Let $N(t)$ be a Poisson Process of rate λ, let X1, X2, X3, . . . denote the interarrival times, and let S1 = X1, S2 = X1 + X2, . . . be the times of the arrivals (jumps). Compute:
E[X3|N(t) = 2]
My first gut instinct reminds me of the memoryless property of exponential distribution and tells me that the answer is $\frac{1}{\lambda}$ and $E[S3|N(t)=2] = \frac{1}{\lambda} + 2$. However, it is wrong.
I instead used:
X3 = S3 −S2 = (t−S2)+(S3 −t). Conditional on N(t) = 2, we notice: For the first term, that S2 = max{U1,U2}, where U1,U2 are independent, uniform RV’s on [0, t]. For the second term, that S3 − t is Exp(λ) by the no-memory property. Thus, we have $E[X3|N(t)=2]=t−Emax\{U1,U2\}+E[Exp(λ)]=t−\frac{2}{3}t+\frac{1}{\lambda} =\frac{t}{3} +\frac{1}{\lambda}$.

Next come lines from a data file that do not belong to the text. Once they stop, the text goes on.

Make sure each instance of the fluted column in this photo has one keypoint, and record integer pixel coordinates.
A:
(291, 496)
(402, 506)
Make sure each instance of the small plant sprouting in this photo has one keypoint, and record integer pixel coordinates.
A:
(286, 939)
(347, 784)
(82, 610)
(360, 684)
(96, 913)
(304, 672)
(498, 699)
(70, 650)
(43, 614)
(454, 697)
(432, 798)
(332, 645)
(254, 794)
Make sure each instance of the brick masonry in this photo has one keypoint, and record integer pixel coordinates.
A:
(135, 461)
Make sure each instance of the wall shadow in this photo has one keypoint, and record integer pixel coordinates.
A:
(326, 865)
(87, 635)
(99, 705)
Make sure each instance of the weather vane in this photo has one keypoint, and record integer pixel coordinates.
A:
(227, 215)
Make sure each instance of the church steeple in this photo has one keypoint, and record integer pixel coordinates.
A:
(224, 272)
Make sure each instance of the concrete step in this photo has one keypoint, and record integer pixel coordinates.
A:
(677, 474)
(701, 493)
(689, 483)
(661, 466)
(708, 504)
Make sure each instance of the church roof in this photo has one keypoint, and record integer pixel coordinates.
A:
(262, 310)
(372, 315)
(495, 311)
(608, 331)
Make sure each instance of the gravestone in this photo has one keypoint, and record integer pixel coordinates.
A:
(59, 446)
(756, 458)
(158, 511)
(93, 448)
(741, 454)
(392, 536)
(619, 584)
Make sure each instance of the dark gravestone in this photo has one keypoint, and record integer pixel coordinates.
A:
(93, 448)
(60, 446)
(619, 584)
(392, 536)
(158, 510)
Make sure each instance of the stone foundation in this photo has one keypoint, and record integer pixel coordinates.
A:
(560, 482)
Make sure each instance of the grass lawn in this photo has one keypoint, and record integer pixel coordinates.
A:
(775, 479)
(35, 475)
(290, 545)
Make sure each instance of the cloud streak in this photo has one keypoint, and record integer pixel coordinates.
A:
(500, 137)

I can't wrap my head around how the result is $> \frac{1}{\lambda}$, which is the average time for $X_i$. I also would think that since it is unknown that the second occurrence happened exactly, or (most likely) before t, the time to wait for the third occurrence would be shorter than average value $\frac{1}{\lambda}$. If anyone can explain, that will be awesome. Thank you!